Associate Professor University of Florida, United States
Introduction: Dendritic Cells (DCs) are the professional antigen-presenting cells and the bridge between the adaptive and the innate immune systems. By targeting DCs, the adaptive immune system can be “reprogrammed” through tolerogenic interaction between DCs and T-cells. A common polymer, PLGA, was hailed for its tolerogenic abilities, but its performance did not meet expectations. Additional tolerance factors such as IL-10 must be added to create a tolerogenic environment for DCs in novel autoimmune treatments. In contrast, tumor cells have been shown to establish effective tumor-specific tolerance in DCs through unknown methods. However, secreted metabolites such as lactic acid have been observed in high concentrations and have been theorized to induce tumor-specific tolerance. As such, our work seeks to screen, characterize, and harness the tolerogenic properties of TME-derived metabolic byproducts as potential candidates for a novel autoimmune disease therapy.
Materials and
Methods: Generation of Bone Marrow-Derived Dendritic Cells (BMDCs) Dendritic cells were generated from bone marrow from female C57BL6 mice aged 6-12 weeks using a modified 10-day protocol. BMDCs were cultured for 11 days. On day 11, cells were ready for treatment.
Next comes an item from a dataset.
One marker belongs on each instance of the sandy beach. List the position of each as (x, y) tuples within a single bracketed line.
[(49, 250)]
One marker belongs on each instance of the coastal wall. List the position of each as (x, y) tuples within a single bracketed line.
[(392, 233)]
Creation of Treatments for DCs Metabolite Molecules were bought from vendors and weighed. Succinic Acid Disodium salt (Succinic Acid), L-Citrulline (Citrulline), ⍺-Ketoglutaric Acid Disodium Salt (⍺-KGA), and Sodium L-Lactate (Lactate), were dissolved at 50mM, and L-Kynurenine (Kynurenine), and L-Tryptophan (Tryptophan), were dissolved at 1mM in fresh BMDC media and filtered to remove contaminants.
Flow Cytometry On day 11, BMDCs were treated with modified media with added metabolites dissolved at desired concentrations. Dendritic cells were stained for CD11c, and the inflammatory surface markers, CD80, CD86, and MHCII using fluorescent antibodies. Cells were then analyzed via flow cytometry.
Results, Conclusions, and Discussions: After Flow cytometry, the data was analyzed by isolating DC populations through the CD11c surface marker and measuring the CD80, CD86, and MHCII surface markers. The effect of Citrulline on DCs in vitro downregulates CD80 when challenged with LPS. Succinic acid and citrulline significantly upregulate the CD86 and expression in DCs and succinic acid upregulates the MHCII expression with and without an LPS challenge. ⍺-KGA, lactate, kynurenine, and tryptophan do not significantly upregulate inflammatory surface markers. This could potentially mean tolerance in DCs. This supports the hypothesis that metabolites can alter the phenotype of dendritic cells in an inflammatory environment. Later research diving into the tolerogenic surface markers of the DCs can expose more effects of metabolites on the DC Phenotype.